The district court apparently based its decision to adopt the probation officer's calculations on logic rather than evidence. At the sentencing hearing the court stated, “The amounts that the probation officer has set out in the presentence report are a snapshot of the amounts that were captured on one day, the day of Mr. Negrete's arrest, and I just don't think it's logical to think that this was the sum total of marijuana that was handled by this group.” The district court did not point to any evidence from which we can even infer that the cash and the marijuana originally packaged in the eighty-nine wrappers derived from separate transactions. The PSR does not support the district court's conclusion either. The probation officer wrote, “If the currency is used to represent the sale of approximately 170 kilograms of marijuana and was found in close proximity to the empty wrappers, and the money is from the sale of the marijuana that came out of the wrappers, the correct inference to be drawn is that the currency came from the sale of the marijuana that was previously contained in the wrappers.” The phrasing of this statement indicates the probation officer did not have evidence from which to draw a conclusion either way.

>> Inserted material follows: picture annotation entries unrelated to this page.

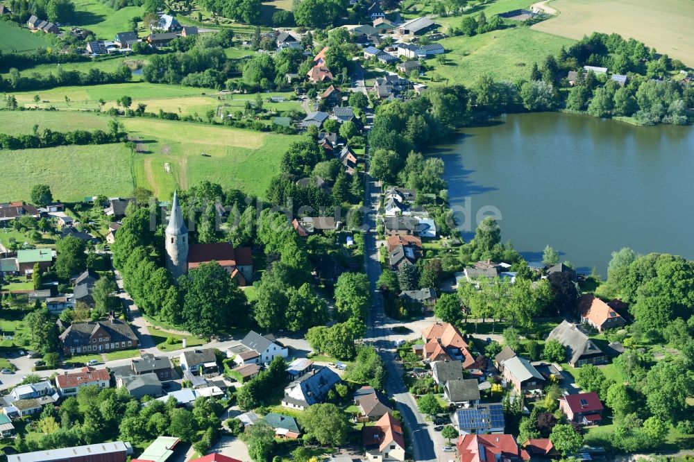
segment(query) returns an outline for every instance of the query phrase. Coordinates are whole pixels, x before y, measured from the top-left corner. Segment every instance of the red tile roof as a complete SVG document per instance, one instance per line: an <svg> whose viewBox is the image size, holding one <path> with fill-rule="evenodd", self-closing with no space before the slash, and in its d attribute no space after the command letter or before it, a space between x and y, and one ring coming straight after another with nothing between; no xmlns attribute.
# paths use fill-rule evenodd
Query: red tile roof
<svg viewBox="0 0 694 462"><path fill-rule="evenodd" d="M96 370L94 368L82 368L80 372L56 376L56 382L60 388L90 384L101 380L108 382L111 376L105 369Z"/></svg>
<svg viewBox="0 0 694 462"><path fill-rule="evenodd" d="M566 400L568 407L574 413L580 412L586 413L588 412L597 412L602 411L602 403L598 393L591 391L587 393L578 393L577 395L567 395L564 397ZM583 404L581 401L584 400L586 404Z"/></svg>
<svg viewBox="0 0 694 462"><path fill-rule="evenodd" d="M188 250L188 268L198 267L203 263L214 260L221 266L245 266L253 265L250 247L234 246L228 242L191 244Z"/></svg>
<svg viewBox="0 0 694 462"><path fill-rule="evenodd" d="M518 457L518 447L511 435L465 435L458 439L460 462L495 462Z"/></svg>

Nevertheless, the government contends the record supports the district court's finding because Jose Negrete admitted that more than one delivery of marijuana had been made to the Atlanta area, and that this particular delivery was the first one to his house. These admissions do not prove that the cash seized at 1806 Crestwood Drive represented payment for marijuana other than that which was contained in the specific residue-laden wrappers seized at that same address. It is just as reasonable to infer from Negrete's admissions that the $362,950 was received as payment for those eighty-nine wrappers.
Finding nothing more in the record, we hold the preponderance of evidence does not support the district court's determination of the quantity of drugs attributable to the defendants for sentencing purposes.
For the foregoing reasons, we VACATE the sentences of Jose Negrete, Mario Agis-Meza, and Bulmaro Agis-Meza and REMAND their cases to the district court for resentencing.
1. Several other issues have been raised in this appeal. Mario Agis-Meza and Bulmaro Agis-Meza appeal the district court's decision to enhance their sentences for constructive possession of a firearm for purposes of U.S.S.G. § 2D1.1(b)(1) and denial of relief from the mandatory minimum sentence pursuant to U.S.S.G. §§ 5C1.2(2) and (5). Jose Negrete argues that the enhancement of his sentence for his role in the offense was based on insufficient evidence. Moises Lopez-Ponce asserts the district court erred in failing to reduce his sentence for acceptance of responsibility pursuant to U.S.S.G. § 3E1.1, his “minor” or “minimal” role pursuant to § 3B1.2, and in enhancing his sentence for obstruction pursuant to U.S.S.G. § 3C1.1. Our review of the record persuades us that the district court did not err and we therefore summarily affirm the court's disposition of these issues. See Eleventh Cir.R. 36-1.
2. According to the Presentence Investigation Report (“PSR”), the eighty-nine wrappers and the $362,950 represented approximately 161.48 and 170 kilograms of marijuana, respectively.